The Impact of Tax Legislation Changes
By Paul Impellicceiri
A.F. McGervey & Co., LLC
In light of the significant changes to the tax landscape, taxpayers are trying to interpret and measure the impact of the new legislation. As year-end approaches, companies and individuals should seek additional guidance on how to implement and plan for the changes.
Major provisions affecting businesses:
- In an effort to be more competitive in the global market, the C-corporation tax rate has been reduced to 21 percent. This has caused many business taxpayers to revisit their entity structure to determine if a change may make sense.
- Pass through entities are now eligible for the 20 percent Qualified Business Income deduction. Those entities that meet the requirements of the law may have the opportunity of a pass through deduction that reduces the taxable income to its owners by 20 percent. This provision applies to S-corporations, partnerships, and sole proprietorships.
- 100 percent bonus depreciation has been extended to 2018, and for tax years through 2022. After that date, it is phased out over several years. In addition, bonus depreciation now can be applied to used equipment purchases.
- Section 179 expensing limit has been increased to $1 million, and the phase-out limit has been increased to $2.5 million for 2018. These limits will continue to be indexed for inflation.
- The new law eliminated the deduction for certain entertainment and related expenses. In an attempt to clarify this provision, the IRS has indicated that meals and related expenses, in conjunction with business meetings and employee functions, may still be eligible for the 50 percent deduction.
Highlights of major provisions affecting individual taxpayers:
- The highest tax rate has been reduced from 39.6 percent to 37 percent. The lower tax brackets have been reduced and adjusted as well.
- The standard deduction for single and married individuals has been increased significantly. This was done in an effort to simplify the tax reporting for millions of taxpayers who will no longer need to track itemized deductions.
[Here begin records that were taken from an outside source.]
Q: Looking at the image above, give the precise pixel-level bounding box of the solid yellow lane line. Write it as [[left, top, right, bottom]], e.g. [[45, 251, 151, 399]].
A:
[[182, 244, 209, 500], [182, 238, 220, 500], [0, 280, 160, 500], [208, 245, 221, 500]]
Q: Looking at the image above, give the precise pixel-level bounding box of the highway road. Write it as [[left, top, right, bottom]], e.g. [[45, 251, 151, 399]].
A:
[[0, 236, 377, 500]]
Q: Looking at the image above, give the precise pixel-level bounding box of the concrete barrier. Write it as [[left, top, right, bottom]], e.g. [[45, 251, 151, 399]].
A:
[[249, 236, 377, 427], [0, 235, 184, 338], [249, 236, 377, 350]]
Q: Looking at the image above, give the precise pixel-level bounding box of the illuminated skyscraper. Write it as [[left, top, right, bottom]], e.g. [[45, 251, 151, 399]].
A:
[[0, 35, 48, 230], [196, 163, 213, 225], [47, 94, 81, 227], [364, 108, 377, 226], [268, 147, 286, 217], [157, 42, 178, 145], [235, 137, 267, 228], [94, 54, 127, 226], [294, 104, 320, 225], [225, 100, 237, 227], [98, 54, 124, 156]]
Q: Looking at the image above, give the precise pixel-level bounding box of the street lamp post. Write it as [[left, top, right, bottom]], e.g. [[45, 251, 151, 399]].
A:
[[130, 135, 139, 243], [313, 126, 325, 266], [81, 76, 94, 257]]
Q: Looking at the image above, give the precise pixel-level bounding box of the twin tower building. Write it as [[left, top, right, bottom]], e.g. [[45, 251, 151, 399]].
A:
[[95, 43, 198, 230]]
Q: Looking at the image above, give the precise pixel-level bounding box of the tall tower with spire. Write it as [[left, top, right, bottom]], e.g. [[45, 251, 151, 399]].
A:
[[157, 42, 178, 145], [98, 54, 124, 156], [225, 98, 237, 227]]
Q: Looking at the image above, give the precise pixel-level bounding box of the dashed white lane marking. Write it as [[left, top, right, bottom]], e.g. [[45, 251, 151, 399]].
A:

- Personal exemptions have been eliminated.
- State and local income taxes, real estate taxes and other taxes are now limited to $10,000 in total.
- The child tax credit has been increased to $2,000 per child under 17.
- Miscellaneous itemized deductions have been eliminated.
- The alternative minimum tax exemption has been increased. In addition, the income limitation, before the exemption phases out, has been increased significantly. This will reduce the number of taxpayers affected by the alternative minimum tax.
- The mortgage interest deduction has been limited on new mortgages which exceed $750,000. As part of this provision, the deduction for home equity debt not used to purchase or improve a residence has been eliminated.
The changes in the tax code will impact almost all taxpayers. It is important to gain an understanding of the effects - prior to the filing season - to minimize surprises and to take advantage of any planning opportunities.